A lien of $600 was placed on Clayton's house in 1897, and two separate liens of $900 and $500 were added in 1899. In 1900, Clayton was sued by his older brother, Charles Clayton, who won a judgment for $511.00. Another judgment against Clayton in 1900 was for $160.05, and then another judgment for $75.00. Records also show that Clayton did not pay the real estate taxes on his North Argenta house and property in 1899.

Clayton sold his house on July 12, 1900, and quickly paid off his back real estate taxes, the liens, and the judgment he owed his brother and another Little Rock businessman. He also sold his North Little Rock commercial building on April 13, 1901, just nine days before his eventual arrest for non-payment of the judgment to Henry Bolomey.

==Later years==
By the start of the 20th century, opportunities to ride for African-Americans soon vanished as stable owners switched to using white riders only. Within a few years, African-American jockeys, who had dominated racing for centuries and who had played a major role in bringing Thoroughbred racing to the forefront of American sport, were forced out of the business. Since 1909, no African-American jockey has ridden a winner in any major American Graded stakes race.

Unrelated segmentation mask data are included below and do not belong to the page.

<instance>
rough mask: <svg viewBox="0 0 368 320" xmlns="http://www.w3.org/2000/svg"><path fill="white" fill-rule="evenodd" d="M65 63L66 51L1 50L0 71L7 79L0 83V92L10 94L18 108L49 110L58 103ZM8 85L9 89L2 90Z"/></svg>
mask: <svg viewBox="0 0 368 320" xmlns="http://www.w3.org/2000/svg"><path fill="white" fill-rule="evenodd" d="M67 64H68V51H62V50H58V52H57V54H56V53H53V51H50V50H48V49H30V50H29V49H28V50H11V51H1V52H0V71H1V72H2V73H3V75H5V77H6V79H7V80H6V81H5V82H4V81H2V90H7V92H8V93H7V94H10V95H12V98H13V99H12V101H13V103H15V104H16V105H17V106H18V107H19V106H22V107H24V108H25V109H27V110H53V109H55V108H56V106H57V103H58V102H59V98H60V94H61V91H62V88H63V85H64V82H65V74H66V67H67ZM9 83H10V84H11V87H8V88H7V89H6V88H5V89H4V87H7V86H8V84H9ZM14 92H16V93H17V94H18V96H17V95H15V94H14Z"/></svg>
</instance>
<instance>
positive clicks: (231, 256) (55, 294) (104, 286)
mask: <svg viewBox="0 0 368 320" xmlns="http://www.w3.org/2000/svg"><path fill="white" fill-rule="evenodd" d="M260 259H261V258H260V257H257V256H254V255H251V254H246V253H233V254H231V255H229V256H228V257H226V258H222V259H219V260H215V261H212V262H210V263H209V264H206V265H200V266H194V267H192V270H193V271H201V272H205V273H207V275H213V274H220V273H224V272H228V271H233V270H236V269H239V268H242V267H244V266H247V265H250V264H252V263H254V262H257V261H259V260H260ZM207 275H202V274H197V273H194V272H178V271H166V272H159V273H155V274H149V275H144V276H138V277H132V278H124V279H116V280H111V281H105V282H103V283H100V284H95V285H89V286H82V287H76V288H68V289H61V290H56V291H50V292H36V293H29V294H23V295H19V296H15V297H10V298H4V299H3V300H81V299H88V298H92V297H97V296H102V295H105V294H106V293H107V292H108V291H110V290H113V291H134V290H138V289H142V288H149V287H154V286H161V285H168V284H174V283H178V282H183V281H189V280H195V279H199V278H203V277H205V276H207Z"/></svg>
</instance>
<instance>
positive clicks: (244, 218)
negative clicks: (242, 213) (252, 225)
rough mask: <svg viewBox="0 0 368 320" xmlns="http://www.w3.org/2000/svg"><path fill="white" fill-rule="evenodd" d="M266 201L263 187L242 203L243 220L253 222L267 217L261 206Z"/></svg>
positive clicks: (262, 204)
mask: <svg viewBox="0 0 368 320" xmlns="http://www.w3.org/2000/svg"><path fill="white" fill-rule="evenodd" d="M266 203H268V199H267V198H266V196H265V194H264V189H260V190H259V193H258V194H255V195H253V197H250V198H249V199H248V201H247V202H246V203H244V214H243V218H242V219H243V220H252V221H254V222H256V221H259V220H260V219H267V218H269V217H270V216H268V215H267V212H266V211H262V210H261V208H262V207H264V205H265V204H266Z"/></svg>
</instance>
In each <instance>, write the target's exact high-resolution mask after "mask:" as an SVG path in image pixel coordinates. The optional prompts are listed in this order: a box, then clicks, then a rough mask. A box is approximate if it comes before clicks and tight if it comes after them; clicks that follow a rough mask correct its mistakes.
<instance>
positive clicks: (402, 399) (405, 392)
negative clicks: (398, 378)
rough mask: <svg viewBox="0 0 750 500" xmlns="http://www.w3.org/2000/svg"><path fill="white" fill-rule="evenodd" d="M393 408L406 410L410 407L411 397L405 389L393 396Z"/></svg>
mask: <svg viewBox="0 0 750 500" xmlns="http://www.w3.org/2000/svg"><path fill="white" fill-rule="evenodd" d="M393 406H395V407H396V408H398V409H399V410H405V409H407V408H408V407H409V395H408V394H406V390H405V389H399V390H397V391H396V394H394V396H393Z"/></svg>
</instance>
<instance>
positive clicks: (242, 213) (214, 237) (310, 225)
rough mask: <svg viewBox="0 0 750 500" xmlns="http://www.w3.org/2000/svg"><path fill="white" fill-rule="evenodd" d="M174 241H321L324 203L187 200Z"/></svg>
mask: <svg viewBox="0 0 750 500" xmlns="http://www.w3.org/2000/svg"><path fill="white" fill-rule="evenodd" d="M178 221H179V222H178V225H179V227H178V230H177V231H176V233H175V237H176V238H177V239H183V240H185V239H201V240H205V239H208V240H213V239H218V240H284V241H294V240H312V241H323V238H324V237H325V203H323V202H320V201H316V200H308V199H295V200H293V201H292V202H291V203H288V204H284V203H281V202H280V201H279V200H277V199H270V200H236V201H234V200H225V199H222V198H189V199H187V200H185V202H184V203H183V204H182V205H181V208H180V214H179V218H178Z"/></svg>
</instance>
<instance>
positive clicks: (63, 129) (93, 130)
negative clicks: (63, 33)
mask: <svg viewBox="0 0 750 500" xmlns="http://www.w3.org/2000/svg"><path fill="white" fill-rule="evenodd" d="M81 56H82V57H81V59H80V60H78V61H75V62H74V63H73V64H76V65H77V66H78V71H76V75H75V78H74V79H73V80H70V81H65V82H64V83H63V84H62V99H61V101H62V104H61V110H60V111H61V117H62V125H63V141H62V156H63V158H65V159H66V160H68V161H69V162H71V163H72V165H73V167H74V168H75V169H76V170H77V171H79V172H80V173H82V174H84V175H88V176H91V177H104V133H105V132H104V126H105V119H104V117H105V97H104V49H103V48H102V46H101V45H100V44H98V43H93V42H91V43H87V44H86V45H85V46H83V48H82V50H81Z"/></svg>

An 1896 report and a 1900 report in the Brooklyn Daily Eagle stated that Clayton planned to join other black jockeys riding in Europe but no records have been found to confirm he actually went there. Clayton moved west to try to find work, and was riding in Butte, Montana, and Memphis, Tennessee, before moving to Vancouver, British Columbia, where it is not known if he was a jockey or a businessman.

Clayton lived his last few years in California where he worked as a hotel bellhop. He died at age forty one on March 17, 1917, of chronic pulmonary tuberculosis. He is buried at Evergreen Cemetery in Los Angeles.

Alonzo Clayton's accomplishments in racing were recognized by the Arkansas Sports Hall of Fame with his induction in 2012.